[comp.sys.handhelds] Interesting effect

cloos@acsu.buffalo.edu (James H. Cloos) (02/14/91)

I do not want to alarm anyone, as I have not been able to reproduce this,
but Monday morning I was checking out the performance of the SPLINE suite
that was posted here, and ran into an interesting problem.

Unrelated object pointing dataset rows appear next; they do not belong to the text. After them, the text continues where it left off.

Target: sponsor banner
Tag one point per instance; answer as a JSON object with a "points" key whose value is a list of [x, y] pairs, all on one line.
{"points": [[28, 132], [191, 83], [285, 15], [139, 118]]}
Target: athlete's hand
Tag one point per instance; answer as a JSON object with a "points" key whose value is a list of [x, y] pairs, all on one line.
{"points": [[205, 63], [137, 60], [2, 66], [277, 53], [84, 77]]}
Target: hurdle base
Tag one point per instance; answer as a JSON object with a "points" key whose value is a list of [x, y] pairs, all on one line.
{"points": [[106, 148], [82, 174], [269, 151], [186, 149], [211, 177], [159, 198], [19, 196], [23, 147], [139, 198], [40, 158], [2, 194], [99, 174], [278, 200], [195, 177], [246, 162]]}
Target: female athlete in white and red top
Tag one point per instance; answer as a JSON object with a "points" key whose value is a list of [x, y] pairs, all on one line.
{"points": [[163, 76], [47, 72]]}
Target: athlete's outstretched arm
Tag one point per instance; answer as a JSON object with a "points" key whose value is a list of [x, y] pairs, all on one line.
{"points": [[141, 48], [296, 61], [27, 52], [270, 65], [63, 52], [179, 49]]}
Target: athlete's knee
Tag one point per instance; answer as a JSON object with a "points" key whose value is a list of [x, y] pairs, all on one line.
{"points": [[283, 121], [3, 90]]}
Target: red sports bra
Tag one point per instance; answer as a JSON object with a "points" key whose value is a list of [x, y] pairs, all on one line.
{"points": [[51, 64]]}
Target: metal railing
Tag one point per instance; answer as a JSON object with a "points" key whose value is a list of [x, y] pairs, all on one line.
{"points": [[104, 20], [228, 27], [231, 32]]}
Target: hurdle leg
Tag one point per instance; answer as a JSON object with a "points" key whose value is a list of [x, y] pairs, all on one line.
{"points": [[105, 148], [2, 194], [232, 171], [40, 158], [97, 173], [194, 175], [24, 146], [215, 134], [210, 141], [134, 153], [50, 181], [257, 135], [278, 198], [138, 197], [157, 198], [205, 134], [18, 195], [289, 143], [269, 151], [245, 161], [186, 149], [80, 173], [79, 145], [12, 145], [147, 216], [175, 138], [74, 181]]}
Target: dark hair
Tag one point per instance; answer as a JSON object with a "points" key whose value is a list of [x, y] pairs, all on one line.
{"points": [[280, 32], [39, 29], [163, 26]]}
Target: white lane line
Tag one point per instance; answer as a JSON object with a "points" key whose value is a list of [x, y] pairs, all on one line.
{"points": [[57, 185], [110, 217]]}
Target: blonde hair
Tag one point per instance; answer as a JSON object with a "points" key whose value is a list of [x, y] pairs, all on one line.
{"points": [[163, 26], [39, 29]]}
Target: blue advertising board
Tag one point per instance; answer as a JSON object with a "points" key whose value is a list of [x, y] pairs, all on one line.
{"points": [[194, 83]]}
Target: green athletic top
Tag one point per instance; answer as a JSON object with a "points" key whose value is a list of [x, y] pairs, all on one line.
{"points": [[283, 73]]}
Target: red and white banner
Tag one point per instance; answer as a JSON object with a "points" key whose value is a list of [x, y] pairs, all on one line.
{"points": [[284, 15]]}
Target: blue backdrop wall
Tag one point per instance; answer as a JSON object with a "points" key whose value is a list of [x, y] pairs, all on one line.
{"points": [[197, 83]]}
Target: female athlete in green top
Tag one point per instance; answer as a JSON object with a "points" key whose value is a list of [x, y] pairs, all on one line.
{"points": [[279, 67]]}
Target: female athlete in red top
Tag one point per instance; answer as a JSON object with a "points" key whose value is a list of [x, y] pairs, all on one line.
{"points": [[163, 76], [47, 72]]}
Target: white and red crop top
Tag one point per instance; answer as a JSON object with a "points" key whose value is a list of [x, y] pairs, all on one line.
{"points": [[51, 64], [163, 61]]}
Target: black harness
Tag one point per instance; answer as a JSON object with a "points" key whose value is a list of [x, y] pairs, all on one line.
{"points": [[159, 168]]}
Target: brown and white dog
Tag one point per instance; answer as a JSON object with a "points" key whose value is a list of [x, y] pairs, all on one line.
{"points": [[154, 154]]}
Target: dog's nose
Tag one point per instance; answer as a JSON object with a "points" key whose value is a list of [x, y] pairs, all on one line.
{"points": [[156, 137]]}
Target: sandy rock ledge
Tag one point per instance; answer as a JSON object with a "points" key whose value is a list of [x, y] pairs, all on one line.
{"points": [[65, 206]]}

I gave the routines the data [ 1 5 14 30 55 91 125 153 171 175 161 125 90
58 31 11 ] [ 3 18 ] and hit the key.  After about 5 minutes, I gave up on
the program & tried to break out.  ATTN didn't work, so I went so far as to
try ON-C.  This was also non-functional.

(Last April or May I ran into a similar problem when I had cleared all of
the key assignments & put myself in USER mode; ON-C did not work even
though it is supposed to.  The next time I tried it, ON-C did work, but
that time it did not.  I gave up on reproducing that until now.)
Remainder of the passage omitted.